The Tesla CEO called the massive factory the “alien mothership” during a Monday call with would-be bond buyers. He also invited the lenders to see the Nevada-based Gigafactory, so they could see the facility where Tesla intends to produce the new Model 3.

Analysts don’t appear enthralled with the $1.5 billion offer, because the company’s offer essentially exempts rules meant to prevent Tesla from using the factory as collateral for even more debt. The lenders are concerned that they could be left owning a giant empty building in the desert if Tesla folds under pressure from larger competitors.

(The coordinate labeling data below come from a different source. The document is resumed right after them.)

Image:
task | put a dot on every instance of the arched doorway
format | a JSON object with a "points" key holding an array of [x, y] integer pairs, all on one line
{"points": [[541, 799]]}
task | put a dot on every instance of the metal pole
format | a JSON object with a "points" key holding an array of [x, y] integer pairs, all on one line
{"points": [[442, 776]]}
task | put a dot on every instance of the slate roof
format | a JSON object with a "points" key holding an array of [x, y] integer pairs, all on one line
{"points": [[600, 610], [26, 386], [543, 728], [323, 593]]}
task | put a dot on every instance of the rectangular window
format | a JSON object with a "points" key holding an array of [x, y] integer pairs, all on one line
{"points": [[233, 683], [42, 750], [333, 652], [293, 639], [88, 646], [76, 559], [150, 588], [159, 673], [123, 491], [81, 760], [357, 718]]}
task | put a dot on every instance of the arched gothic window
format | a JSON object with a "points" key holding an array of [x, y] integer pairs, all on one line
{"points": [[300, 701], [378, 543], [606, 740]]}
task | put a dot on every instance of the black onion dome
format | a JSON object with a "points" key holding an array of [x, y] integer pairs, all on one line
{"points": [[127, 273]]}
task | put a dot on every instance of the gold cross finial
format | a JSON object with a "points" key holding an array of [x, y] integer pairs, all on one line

A large bond offering usually targets a company’s most important asset and caps the amount of secured debt that can be yoked to it, Valerie Potenza, the head of high-yield research at Xtract Research, told reporters after Musk’s call. Tesla has constructed the offering to raise more money using Gigafactory 1 as collateral, pushing previous creditors lower on the totem pole.

Mark Holman, the chief executive officer of London-based TwentyFour Asset Management, told reporters that he does not have a lot of confidence that Tesla will be able to throttle larger companies such as Volkswagen and GM. Tesla should be burning through equity, not debt, Holman said.

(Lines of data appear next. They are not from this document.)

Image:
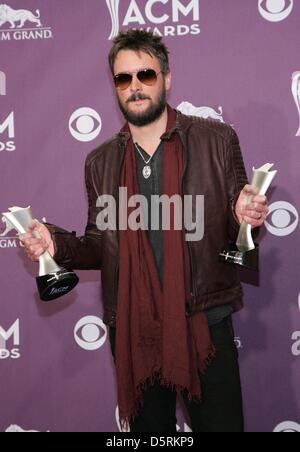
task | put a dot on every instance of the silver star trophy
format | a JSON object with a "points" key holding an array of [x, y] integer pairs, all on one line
{"points": [[245, 252], [53, 281]]}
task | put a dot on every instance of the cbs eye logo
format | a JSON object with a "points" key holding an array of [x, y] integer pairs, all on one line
{"points": [[287, 427], [85, 124], [90, 333], [275, 10], [284, 217]]}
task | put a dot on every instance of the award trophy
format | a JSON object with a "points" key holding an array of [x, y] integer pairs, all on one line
{"points": [[246, 253], [53, 281]]}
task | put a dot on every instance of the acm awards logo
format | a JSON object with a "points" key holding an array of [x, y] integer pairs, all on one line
{"points": [[296, 337], [21, 25], [201, 112], [296, 94], [10, 341], [275, 10], [163, 17]]}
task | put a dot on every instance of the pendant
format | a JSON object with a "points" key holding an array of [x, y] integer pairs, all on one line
{"points": [[147, 172]]}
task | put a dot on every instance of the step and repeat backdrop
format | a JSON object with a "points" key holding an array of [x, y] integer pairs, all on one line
{"points": [[236, 62]]}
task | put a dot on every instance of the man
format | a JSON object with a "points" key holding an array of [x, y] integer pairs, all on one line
{"points": [[168, 301]]}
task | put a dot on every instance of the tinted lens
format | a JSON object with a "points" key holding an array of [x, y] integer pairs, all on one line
{"points": [[148, 77], [123, 81]]}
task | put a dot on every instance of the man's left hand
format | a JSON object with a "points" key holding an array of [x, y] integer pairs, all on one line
{"points": [[254, 213]]}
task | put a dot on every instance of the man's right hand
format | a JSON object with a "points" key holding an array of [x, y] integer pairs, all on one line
{"points": [[37, 240]]}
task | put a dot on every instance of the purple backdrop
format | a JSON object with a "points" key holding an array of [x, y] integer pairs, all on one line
{"points": [[235, 61]]}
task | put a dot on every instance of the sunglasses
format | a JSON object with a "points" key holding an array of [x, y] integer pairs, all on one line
{"points": [[146, 76]]}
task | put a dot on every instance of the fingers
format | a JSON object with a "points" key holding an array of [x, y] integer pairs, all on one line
{"points": [[253, 222], [250, 190]]}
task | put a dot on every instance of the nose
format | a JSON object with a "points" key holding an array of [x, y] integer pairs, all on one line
{"points": [[136, 85]]}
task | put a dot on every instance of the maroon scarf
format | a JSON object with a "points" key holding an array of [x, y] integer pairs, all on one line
{"points": [[155, 340]]}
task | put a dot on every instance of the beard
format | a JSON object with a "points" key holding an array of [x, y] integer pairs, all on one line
{"points": [[153, 112]]}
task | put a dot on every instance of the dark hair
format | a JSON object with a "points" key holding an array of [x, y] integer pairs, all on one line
{"points": [[140, 41]]}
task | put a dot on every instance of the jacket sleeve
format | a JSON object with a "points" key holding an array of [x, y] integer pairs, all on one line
{"points": [[236, 179], [80, 253]]}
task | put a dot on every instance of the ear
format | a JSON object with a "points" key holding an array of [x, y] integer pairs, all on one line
{"points": [[168, 79]]}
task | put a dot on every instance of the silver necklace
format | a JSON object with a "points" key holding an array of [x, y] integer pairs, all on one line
{"points": [[147, 171]]}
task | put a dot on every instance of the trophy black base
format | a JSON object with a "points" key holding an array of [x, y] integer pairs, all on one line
{"points": [[247, 259], [56, 285]]}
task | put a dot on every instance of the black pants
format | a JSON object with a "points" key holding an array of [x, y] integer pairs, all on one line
{"points": [[221, 408]]}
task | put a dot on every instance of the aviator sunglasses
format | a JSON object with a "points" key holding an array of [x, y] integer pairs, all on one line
{"points": [[146, 76]]}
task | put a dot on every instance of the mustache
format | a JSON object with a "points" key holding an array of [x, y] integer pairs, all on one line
{"points": [[137, 96]]}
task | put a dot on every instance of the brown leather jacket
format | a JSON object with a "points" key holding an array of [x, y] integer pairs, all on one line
{"points": [[214, 168]]}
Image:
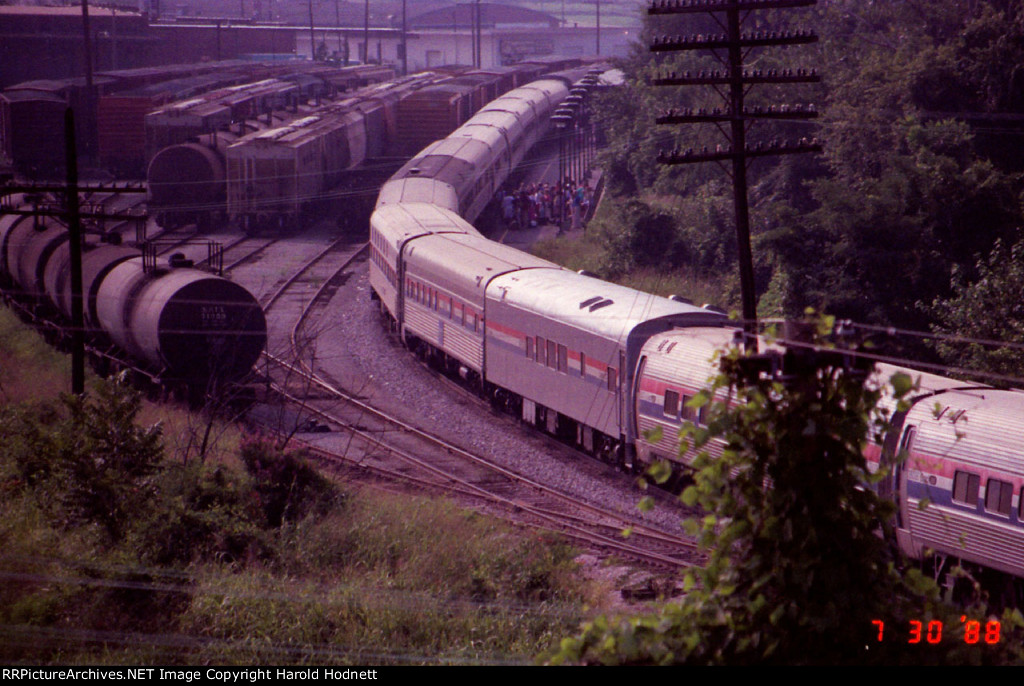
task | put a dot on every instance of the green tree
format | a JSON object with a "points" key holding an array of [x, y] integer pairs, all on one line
{"points": [[798, 571], [988, 308], [89, 461]]}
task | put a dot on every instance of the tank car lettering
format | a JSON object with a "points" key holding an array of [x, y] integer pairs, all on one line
{"points": [[966, 488], [213, 316]]}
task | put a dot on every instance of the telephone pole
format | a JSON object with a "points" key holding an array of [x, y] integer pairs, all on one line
{"points": [[734, 119]]}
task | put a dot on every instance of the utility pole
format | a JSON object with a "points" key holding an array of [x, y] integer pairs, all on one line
{"points": [[90, 94], [735, 120], [366, 36], [404, 42], [312, 38], [75, 243]]}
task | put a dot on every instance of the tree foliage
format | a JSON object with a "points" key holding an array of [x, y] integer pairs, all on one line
{"points": [[920, 114], [89, 460], [988, 308], [798, 571]]}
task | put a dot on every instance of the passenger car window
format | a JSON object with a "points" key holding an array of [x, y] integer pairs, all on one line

“No way am I buying it,” he added. “We are only at the very start of electric cars. Tomorrow, the German carmakers could all get together and fund a new type of battery. Where will Tesla be then?”

But Tesla hopes the Model 3, which debuted at the end of July, will help the Silicon Valley company become the top carmaker on the block. Pre-orders for the small sedan have already surpassed half a million, even as customers have started bailing on the vehicle.

Total orders for the Model 3 tumbled to 455,000 from a high of 518,000, CEO Elon Musk told reporters, but the news of the defections didn’t seem to bother the billionaire tech entrepreneur. He compared the dropped orders to customers at a restaurant that drop out of line because they’re tired of waiting for their vehicles.

Analysts have scrutinized Tesla’s financial in the past. The company’s “financing model is fragile,” tech analysts with Devonshire Research Group said in a research note last year about Tesla’s increasingly complex business model. “It is attempting to manage multiple financial instrument models under the same accounting umbrella — to our knowledge, one of the last companies to attempt this level of financial innovation was Enron.”

One minor “misstep in the next two years,” the group added at the time, “risks entering a death spiral.”